Lieutenant-General Walter Natynczyk will succeed charismatic and outspoken General Rick Hillier as the head of the Canadian Forces, the Harper government has announced.
Defence Minister Peter MacKay called Lt.-Gen. Natynczyk a "gentleman general" as he introduced him to reporters. He said the official change of command is to come in the next few weeks.
Gen. Natynczyk said he was honoured to have been appointed.
"I'm looking forward to providing the leadership for the men and women of the Canadian Forces," he said.
He said one of his first priorities will be to visit the troops in Afghanistan.
"I've got to get back over there pretty soon. I was just there in February."
The Prime Minister's Office has been searching for a successor to Chief of Defence Staff Rick Hillier since the outspoken and charismatic commander announced in mid April that he'll step down this July.
Appointed in 2005 by former prime minister Paul Martin, Gen. Hillier quickly became the most high-profile Canadian military leader in more than a quarter century - sometimes to the dismay of Prime Minister Stephen Harper's government, which didn't always appreciate his blunt assessments of defence policy.
The leading contenders for the job of succeeding Gen. Hillier as head of the Canadian Forces have widely believed to be Gen. Natynczyk, Lieutenant-General Andrew Leslie, Chief of the Land Staff, and Lieutenant-General Angus Watt, Chief of the Air Staff.
Gen. Natynczyk, Vice-Chief of the Defence Staff, has fostered high-level connections with his American counterparts, having served alongside U.S. troops in Iraq in 2004. He has a keen understanding of military operations, given he oversaw the recent "transformation" of the Forces into a more modern and better equipped operation.
Gen. Natynczyk said Friday that this posting taught him lessons applicable to Afghanistan.
"The tactics and techniques and procedures are exactly the same and the risks are identical."
Lt.-Gen. Watt, Chief of the Air Staff, is a former helicopter pilot who has worked in Brussels and at NORAD headquarters in Colorado. Given the main focus of the armed forces is Afghanistan, he benefits from his service as the deputy commander (Air) of the International Security Assistance Force in Afghanistan in 2006.
Lt.-Gen. Leslie, Chief of the Land Staff, is a blunt-talking officer from a well-known military family.
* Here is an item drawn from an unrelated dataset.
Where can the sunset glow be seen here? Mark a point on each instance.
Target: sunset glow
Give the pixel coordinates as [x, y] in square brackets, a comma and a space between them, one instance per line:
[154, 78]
If the government wants to keep a media-savvy officer at the head of the Canadian Forces, the 50-year-old fluently bilingual officer is a good choice. He has been to Afghanistan, where he acted as Commander of the Task Force in Kabul.
Gen. Hillier's successor will likely not cut as large a profile in Canadian life as Gen. Hillier, who intervened in public debates on military policy and lobbied Parliament openly to extend Canada's participation in the Afghanistan war. Gen. Hillier, who clashed with former defence minister Gordon O'Connor, was ultimately ordered by the Harper government to tone down his interventions on defence policy.
But it remains to be seen whether Gen. Hillier's successor will have as much influence on the Forces as he did.
The Newfoundland-born soldier was the communicator-in-chief behind a transformation of the Forces from a Cold War relic into a modern military capable of sending expeditions overseas to fight small wars.
He was also the chief architect of Canada's war in Afghanistan and successfully urged MPs earlier this year to extend the mission to 2011.
Gen. Hillier used the Afghan mission as a springboard to upgrade the Forces' equipment, from aircraft to vehicles, which had suffered from decades of budget cuts. It was a resupply that both the Liberal government and later the Harper administration supported.
Equally important, he helped rebuild public support for the military - tainted and tattered after the 1993 Somalia affair - using his public-relations skills to build a bond with Canadians that had eroded long ago.